Dopo aver cancellato l’articolo 18, introdotto i contratti a tutele crescenti, smantellato il diritto del lavoro con il Jobs Act e regalato 18 miliardi di sconti contributivi agli imprenditori, la politica occupazionale del governo Renzi-Gentiloni-Poletti ha prodotto una riduzione del 5,5 per cento di contratti a tempo indeterminato, l’aumento del 23 per cento dei contratti a tempo determinato e del 116,8 per cento di quello a chiamata.
I dati dell’Inps non lasciano spazi all’ottimismo. Chi pensava che con una maggiore libertà di licenziamento, con contratti a tempo indeterminato annacquati con la cancellazione dell’articolo 18, si producesse il miracolo di una favolosa impennata dei tassi di occupazione, che nel frattempo restano tra i più bassi d’Europa, è stato smentito. Al contrario chi riteneva che non è con una legge che si crea lavoro ma con gli investimenti produttivi e leggeva i dati del primo anno di vigenza delle riforme renziane attraverso la lente di ingrandimento della decontribuzione, ha ricevuto solo l’inevitabile conferma che gli imprenditori italiani non sono interessati ai contratti a tutele crescenti preferendo quelli a garanzie inesistenti; non si accontentano dell’indeterminatezza temperata ritenendo più opportuna la precarietà garantita. Se poi arriva qualche beneficio economico, a quel punto si riapre il rubinetto.

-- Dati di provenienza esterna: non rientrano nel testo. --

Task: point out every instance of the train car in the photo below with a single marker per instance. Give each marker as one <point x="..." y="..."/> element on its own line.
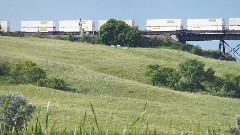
<point x="38" y="26"/>
<point x="234" y="24"/>
<point x="4" y="26"/>
<point x="130" y="23"/>
<point x="77" y="25"/>
<point x="164" y="24"/>
<point x="206" y="24"/>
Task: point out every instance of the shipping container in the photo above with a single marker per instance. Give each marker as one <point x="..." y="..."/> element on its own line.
<point x="37" y="24"/>
<point x="164" y="24"/>
<point x="130" y="23"/>
<point x="4" y="26"/>
<point x="206" y="24"/>
<point x="76" y="25"/>
<point x="40" y="29"/>
<point x="69" y="24"/>
<point x="101" y="22"/>
<point x="234" y="24"/>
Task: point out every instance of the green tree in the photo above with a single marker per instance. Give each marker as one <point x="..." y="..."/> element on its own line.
<point x="15" y="111"/>
<point x="119" y="33"/>
<point x="26" y="72"/>
<point x="70" y="37"/>
<point x="192" y="75"/>
<point x="159" y="74"/>
<point x="231" y="85"/>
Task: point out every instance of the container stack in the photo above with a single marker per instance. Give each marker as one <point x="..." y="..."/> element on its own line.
<point x="4" y="26"/>
<point x="206" y="24"/>
<point x="38" y="26"/>
<point x="164" y="24"/>
<point x="101" y="22"/>
<point x="88" y="25"/>
<point x="76" y="25"/>
<point x="130" y="23"/>
<point x="234" y="23"/>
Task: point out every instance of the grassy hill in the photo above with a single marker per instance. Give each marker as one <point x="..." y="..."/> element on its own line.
<point x="113" y="80"/>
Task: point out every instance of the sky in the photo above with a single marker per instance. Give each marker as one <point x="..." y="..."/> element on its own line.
<point x="139" y="10"/>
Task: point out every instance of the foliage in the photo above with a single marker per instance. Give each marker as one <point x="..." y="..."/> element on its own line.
<point x="231" y="85"/>
<point x="4" y="69"/>
<point x="85" y="38"/>
<point x="15" y="111"/>
<point x="158" y="74"/>
<point x="26" y="72"/>
<point x="53" y="83"/>
<point x="191" y="76"/>
<point x="119" y="33"/>
<point x="70" y="37"/>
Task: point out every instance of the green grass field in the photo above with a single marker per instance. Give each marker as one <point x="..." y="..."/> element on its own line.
<point x="113" y="80"/>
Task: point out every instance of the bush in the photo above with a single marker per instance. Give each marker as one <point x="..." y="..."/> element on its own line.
<point x="70" y="37"/>
<point x="14" y="111"/>
<point x="85" y="38"/>
<point x="119" y="33"/>
<point x="4" y="69"/>
<point x="26" y="72"/>
<point x="53" y="83"/>
<point x="159" y="74"/>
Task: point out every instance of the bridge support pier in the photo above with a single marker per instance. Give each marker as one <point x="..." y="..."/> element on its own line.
<point x="234" y="51"/>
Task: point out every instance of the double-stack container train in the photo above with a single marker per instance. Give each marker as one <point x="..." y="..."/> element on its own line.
<point x="130" y="23"/>
<point x="76" y="25"/>
<point x="156" y="26"/>
<point x="38" y="26"/>
<point x="164" y="24"/>
<point x="4" y="26"/>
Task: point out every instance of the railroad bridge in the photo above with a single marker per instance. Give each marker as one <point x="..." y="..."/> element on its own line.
<point x="189" y="35"/>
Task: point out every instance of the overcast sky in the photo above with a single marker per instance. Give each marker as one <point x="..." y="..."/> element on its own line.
<point x="138" y="10"/>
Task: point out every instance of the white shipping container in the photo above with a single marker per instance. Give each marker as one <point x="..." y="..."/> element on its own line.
<point x="163" y="28"/>
<point x="42" y="29"/>
<point x="205" y="28"/>
<point x="69" y="24"/>
<point x="5" y="26"/>
<point x="69" y="29"/>
<point x="101" y="22"/>
<point x="234" y="28"/>
<point x="88" y="25"/>
<point x="37" y="24"/>
<point x="234" y="21"/>
<point x="205" y="22"/>
<point x="130" y="23"/>
<point x="76" y="25"/>
<point x="165" y="22"/>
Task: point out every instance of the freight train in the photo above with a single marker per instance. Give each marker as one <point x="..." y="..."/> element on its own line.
<point x="152" y="25"/>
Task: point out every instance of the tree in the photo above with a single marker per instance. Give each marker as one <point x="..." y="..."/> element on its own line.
<point x="159" y="74"/>
<point x="119" y="33"/>
<point x="15" y="111"/>
<point x="192" y="74"/>
<point x="26" y="72"/>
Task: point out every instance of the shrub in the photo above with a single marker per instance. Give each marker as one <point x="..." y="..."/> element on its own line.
<point x="70" y="37"/>
<point x="159" y="75"/>
<point x="85" y="38"/>
<point x="53" y="83"/>
<point x="15" y="111"/>
<point x="26" y="72"/>
<point x="4" y="69"/>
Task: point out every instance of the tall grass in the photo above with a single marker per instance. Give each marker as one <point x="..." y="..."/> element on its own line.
<point x="38" y="129"/>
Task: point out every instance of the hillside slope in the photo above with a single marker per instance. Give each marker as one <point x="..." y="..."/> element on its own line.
<point x="113" y="80"/>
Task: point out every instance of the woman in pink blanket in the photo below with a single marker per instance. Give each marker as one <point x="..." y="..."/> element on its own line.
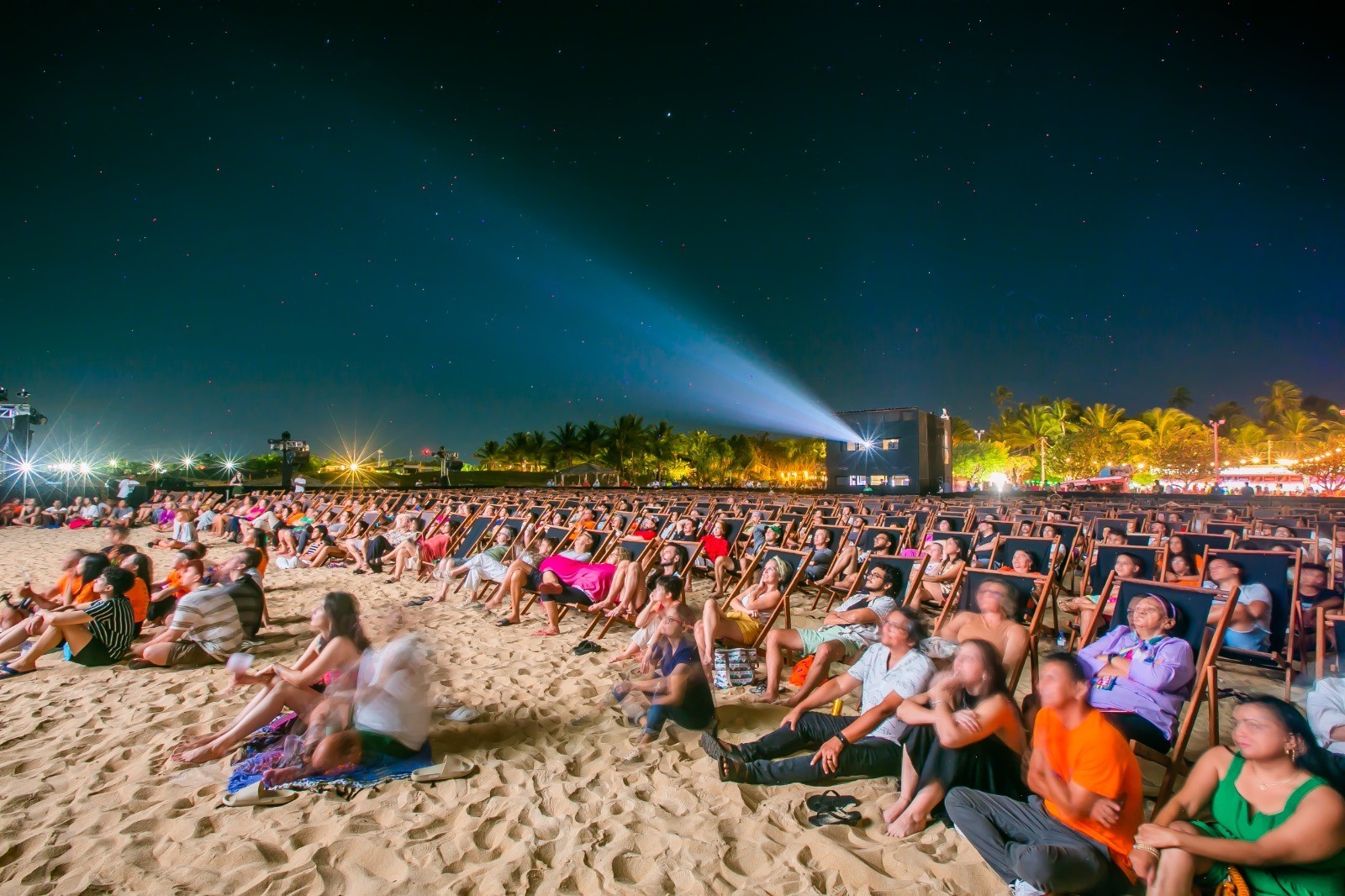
<point x="588" y="582"/>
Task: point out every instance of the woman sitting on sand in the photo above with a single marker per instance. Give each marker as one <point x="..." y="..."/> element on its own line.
<point x="336" y="649"/>
<point x="740" y="622"/>
<point x="965" y="730"/>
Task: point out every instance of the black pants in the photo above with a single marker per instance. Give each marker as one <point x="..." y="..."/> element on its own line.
<point x="1021" y="841"/>
<point x="376" y="548"/>
<point x="868" y="757"/>
<point x="1140" y="730"/>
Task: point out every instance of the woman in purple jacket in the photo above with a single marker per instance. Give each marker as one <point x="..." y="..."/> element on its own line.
<point x="1141" y="674"/>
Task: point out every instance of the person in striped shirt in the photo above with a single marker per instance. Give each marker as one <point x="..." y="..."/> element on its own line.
<point x="93" y="634"/>
<point x="205" y="627"/>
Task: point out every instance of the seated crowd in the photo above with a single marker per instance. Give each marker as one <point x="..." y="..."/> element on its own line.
<point x="927" y="627"/>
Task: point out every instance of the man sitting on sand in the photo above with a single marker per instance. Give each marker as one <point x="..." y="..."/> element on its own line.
<point x="677" y="690"/>
<point x="205" y="627"/>
<point x="93" y="634"/>
<point x="892" y="667"/>
<point x="847" y="631"/>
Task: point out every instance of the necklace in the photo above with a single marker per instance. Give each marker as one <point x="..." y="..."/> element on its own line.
<point x="1263" y="786"/>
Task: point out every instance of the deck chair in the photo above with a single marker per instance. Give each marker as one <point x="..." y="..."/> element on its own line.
<point x="1199" y="542"/>
<point x="798" y="560"/>
<point x="1032" y="600"/>
<point x="1042" y="551"/>
<point x="1271" y="569"/>
<point x="1195" y="606"/>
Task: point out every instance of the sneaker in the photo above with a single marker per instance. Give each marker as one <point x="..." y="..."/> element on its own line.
<point x="1024" y="888"/>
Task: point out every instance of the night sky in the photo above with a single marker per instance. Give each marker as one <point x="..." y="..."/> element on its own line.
<point x="439" y="224"/>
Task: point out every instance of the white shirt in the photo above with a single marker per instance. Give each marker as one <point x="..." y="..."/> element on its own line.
<point x="392" y="696"/>
<point x="908" y="677"/>
<point x="1327" y="710"/>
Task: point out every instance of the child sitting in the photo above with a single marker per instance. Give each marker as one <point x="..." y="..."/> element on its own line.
<point x="667" y="591"/>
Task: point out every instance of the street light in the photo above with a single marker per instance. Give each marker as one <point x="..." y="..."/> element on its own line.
<point x="1216" y="424"/>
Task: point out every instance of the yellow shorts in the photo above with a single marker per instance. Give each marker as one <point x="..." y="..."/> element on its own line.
<point x="748" y="625"/>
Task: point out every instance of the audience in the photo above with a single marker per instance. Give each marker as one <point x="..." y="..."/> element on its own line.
<point x="963" y="732"/>
<point x="1274" y="806"/>
<point x="205" y="626"/>
<point x="1141" y="676"/>
<point x="677" y="689"/>
<point x="335" y="650"/>
<point x="845" y="633"/>
<point x="1078" y="837"/>
<point x="994" y="620"/>
<point x="1248" y="629"/>
<point x="91" y="634"/>
<point x="889" y="672"/>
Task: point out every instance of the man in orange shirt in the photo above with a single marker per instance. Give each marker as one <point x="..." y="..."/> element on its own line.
<point x="1076" y="833"/>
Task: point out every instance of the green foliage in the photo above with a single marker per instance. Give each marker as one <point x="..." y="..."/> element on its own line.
<point x="975" y="461"/>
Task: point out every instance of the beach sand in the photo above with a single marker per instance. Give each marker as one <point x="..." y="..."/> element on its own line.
<point x="92" y="804"/>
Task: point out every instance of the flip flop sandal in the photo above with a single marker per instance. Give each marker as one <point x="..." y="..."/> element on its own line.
<point x="829" y="799"/>
<point x="259" y="795"/>
<point x="10" y="672"/>
<point x="450" y="768"/>
<point x="732" y="770"/>
<point x="834" y="817"/>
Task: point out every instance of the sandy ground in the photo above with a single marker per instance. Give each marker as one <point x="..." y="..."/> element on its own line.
<point x="92" y="804"/>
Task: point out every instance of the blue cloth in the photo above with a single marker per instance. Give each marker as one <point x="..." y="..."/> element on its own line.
<point x="372" y="772"/>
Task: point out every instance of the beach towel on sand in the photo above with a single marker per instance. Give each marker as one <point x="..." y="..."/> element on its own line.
<point x="372" y="772"/>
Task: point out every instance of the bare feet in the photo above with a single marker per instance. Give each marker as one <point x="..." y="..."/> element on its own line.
<point x="894" y="810"/>
<point x="907" y="825"/>
<point x="198" y="756"/>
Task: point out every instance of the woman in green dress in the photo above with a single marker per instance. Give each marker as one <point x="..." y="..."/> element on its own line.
<point x="1278" y="814"/>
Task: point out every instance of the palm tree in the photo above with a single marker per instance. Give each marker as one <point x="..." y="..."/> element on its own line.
<point x="591" y="441"/>
<point x="1102" y="417"/>
<point x="488" y="454"/>
<point x="535" y="448"/>
<point x="961" y="430"/>
<point x="1063" y="410"/>
<point x="565" y="441"/>
<point x="1300" y="430"/>
<point x="515" y="448"/>
<point x="625" y="439"/>
<point x="1035" y="427"/>
<point x="662" y="447"/>
<point x="1284" y="397"/>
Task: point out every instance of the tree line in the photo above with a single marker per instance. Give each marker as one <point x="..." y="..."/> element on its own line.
<point x="1056" y="439"/>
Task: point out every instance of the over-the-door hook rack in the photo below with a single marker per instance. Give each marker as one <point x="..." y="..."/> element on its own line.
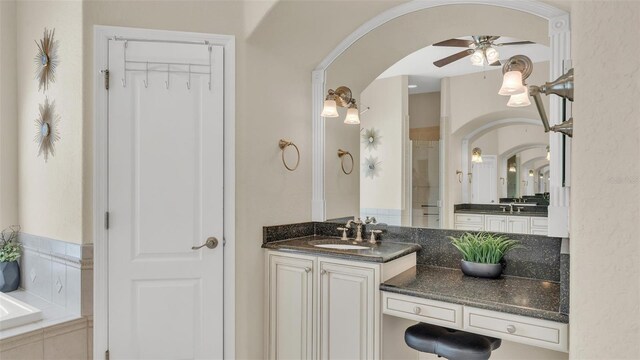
<point x="342" y="154"/>
<point x="283" y="144"/>
<point x="146" y="81"/>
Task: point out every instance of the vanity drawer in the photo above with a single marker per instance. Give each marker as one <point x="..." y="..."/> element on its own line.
<point x="422" y="310"/>
<point x="469" y="219"/>
<point x="526" y="330"/>
<point x="539" y="222"/>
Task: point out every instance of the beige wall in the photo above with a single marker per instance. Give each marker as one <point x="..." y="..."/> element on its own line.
<point x="424" y="110"/>
<point x="8" y="118"/>
<point x="388" y="98"/>
<point x="50" y="194"/>
<point x="605" y="196"/>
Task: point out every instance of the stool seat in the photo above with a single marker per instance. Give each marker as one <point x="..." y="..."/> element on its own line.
<point x="449" y="343"/>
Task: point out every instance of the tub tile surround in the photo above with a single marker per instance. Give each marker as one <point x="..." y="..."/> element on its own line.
<point x="58" y="272"/>
<point x="56" y="277"/>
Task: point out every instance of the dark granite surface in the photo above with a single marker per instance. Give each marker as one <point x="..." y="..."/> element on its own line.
<point x="527" y="209"/>
<point x="381" y="252"/>
<point x="539" y="259"/>
<point x="513" y="295"/>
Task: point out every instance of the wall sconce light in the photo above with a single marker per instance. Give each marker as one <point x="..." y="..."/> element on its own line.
<point x="549" y="152"/>
<point x="476" y="155"/>
<point x="516" y="70"/>
<point x="341" y="97"/>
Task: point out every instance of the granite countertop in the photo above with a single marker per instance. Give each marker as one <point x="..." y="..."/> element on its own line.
<point x="515" y="295"/>
<point x="500" y="212"/>
<point x="382" y="252"/>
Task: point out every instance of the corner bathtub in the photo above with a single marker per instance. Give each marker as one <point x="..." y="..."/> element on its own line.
<point x="14" y="312"/>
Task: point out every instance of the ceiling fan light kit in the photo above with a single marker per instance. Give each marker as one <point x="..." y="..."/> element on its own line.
<point x="482" y="50"/>
<point x="518" y="68"/>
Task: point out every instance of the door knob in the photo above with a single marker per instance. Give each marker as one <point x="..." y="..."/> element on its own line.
<point x="211" y="243"/>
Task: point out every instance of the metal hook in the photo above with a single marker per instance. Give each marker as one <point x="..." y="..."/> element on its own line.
<point x="166" y="83"/>
<point x="124" y="58"/>
<point x="146" y="81"/>
<point x="189" y="81"/>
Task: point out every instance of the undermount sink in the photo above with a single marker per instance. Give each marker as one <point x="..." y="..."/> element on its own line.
<point x="341" y="246"/>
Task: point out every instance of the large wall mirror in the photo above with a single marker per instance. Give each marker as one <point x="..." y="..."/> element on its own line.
<point x="436" y="146"/>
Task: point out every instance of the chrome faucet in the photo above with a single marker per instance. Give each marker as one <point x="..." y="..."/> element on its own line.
<point x="358" y="222"/>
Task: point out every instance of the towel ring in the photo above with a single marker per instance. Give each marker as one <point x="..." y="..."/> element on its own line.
<point x="459" y="173"/>
<point x="283" y="144"/>
<point x="341" y="155"/>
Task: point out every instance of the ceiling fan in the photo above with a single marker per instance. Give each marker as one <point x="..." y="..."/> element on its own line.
<point x="481" y="49"/>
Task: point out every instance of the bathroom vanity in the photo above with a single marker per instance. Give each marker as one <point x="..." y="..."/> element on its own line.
<point x="328" y="298"/>
<point x="324" y="303"/>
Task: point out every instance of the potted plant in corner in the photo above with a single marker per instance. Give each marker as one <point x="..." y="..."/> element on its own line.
<point x="10" y="250"/>
<point x="482" y="253"/>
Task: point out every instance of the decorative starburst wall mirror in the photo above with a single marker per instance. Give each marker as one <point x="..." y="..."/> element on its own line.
<point x="46" y="60"/>
<point x="47" y="133"/>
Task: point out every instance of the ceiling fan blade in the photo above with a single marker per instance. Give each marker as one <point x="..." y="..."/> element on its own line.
<point x="516" y="43"/>
<point x="449" y="59"/>
<point x="454" y="43"/>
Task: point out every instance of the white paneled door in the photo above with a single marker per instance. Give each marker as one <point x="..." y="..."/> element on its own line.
<point x="165" y="197"/>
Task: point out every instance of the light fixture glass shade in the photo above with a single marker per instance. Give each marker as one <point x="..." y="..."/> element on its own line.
<point x="512" y="84"/>
<point x="330" y="109"/>
<point x="520" y="100"/>
<point x="492" y="55"/>
<point x="476" y="155"/>
<point x="477" y="58"/>
<point x="353" y="118"/>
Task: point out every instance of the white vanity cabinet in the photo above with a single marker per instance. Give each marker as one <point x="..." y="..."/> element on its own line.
<point x="518" y="224"/>
<point x="495" y="223"/>
<point x="348" y="311"/>
<point x="290" y="312"/>
<point x="325" y="308"/>
<point x="502" y="223"/>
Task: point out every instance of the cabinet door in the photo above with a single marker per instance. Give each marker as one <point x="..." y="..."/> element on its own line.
<point x="495" y="223"/>
<point x="347" y="312"/>
<point x="518" y="224"/>
<point x="290" y="308"/>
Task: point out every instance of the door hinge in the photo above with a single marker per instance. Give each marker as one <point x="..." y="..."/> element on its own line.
<point x="105" y="73"/>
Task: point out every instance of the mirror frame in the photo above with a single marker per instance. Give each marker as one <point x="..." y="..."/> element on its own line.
<point x="560" y="45"/>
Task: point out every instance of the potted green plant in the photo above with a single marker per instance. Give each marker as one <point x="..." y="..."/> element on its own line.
<point x="10" y="251"/>
<point x="482" y="253"/>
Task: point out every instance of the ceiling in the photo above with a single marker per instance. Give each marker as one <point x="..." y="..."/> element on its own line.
<point x="419" y="65"/>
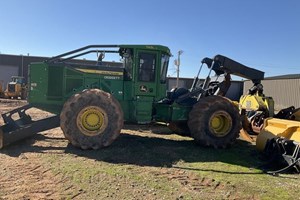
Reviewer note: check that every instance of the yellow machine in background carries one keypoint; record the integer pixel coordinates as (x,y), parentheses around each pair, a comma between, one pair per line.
(16,88)
(278,135)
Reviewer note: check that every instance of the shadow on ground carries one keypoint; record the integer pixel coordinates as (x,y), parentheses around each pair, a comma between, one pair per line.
(146,150)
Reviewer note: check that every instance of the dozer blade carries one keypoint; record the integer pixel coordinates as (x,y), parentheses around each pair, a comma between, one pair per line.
(15,130)
(274,128)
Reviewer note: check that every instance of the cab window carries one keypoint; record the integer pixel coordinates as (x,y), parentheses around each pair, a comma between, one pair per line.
(146,68)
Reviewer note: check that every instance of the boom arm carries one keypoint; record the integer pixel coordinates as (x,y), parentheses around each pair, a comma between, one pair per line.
(223,64)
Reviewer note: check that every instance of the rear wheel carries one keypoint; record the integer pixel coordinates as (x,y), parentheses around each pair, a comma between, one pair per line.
(91,119)
(214,121)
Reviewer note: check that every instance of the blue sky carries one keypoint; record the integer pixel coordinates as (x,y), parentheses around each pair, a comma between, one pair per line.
(263,34)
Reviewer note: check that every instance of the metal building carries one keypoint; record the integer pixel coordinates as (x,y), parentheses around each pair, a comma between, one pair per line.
(285,90)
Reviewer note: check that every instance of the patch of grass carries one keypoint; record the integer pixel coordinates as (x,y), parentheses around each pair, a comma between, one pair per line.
(143,165)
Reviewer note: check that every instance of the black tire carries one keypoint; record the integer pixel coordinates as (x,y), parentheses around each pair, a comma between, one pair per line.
(214,121)
(91,119)
(180,128)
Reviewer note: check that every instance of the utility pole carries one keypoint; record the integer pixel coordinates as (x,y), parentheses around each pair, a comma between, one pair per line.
(177,63)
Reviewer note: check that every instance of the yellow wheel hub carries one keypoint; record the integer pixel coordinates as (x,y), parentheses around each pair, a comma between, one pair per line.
(220,123)
(92,120)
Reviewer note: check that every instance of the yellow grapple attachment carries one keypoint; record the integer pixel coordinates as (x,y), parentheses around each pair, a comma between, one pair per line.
(278,128)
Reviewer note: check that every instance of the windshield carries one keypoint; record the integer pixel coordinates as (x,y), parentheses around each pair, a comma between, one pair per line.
(164,68)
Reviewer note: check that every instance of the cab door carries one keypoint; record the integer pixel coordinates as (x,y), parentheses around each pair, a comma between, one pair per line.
(145,85)
(146,73)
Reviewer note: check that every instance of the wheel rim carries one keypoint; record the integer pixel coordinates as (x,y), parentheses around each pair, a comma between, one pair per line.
(92,120)
(220,124)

Forse sarebbe opportuno cambiare registro e puntare a utilizzare quei quattrini per aiutare veramente l’economia, cioè destinandoli a impieghi produttivi. Renzi continua a ribadire il suo sostegno al premier in carica Gentiloni e a rassicurare i suoi che il governo arriverà a fine legislatura.
Le ultime rilevazioni sondaggistiche continuano a dare il Pd in picchiata con un crollo verticale in corso d’opera da ben 8 settimane consecutive che a largo del Nazareno non possono ignorare.
Come riporta il sito dell’Agi il Pd continua a calare nelle intenzioni di voto e si trova al 26,9%. Il dato odierno non è troppo più basso rispetto a quello della scorsa settimana, ma in un mese è calato di quasi un punto e mezzo.
L’affaire Ius soli, culminato nello schiaffo di Gentiloni al segretario dem, e risuonato con il ritiro del disegno di legge e il suo inevitabile rinvio a data da destinarsi, lo confermano una volta di più.
Un quadro che non può non incidere su credibilità e consensi che è attestata a suon di numeri e sondaggi.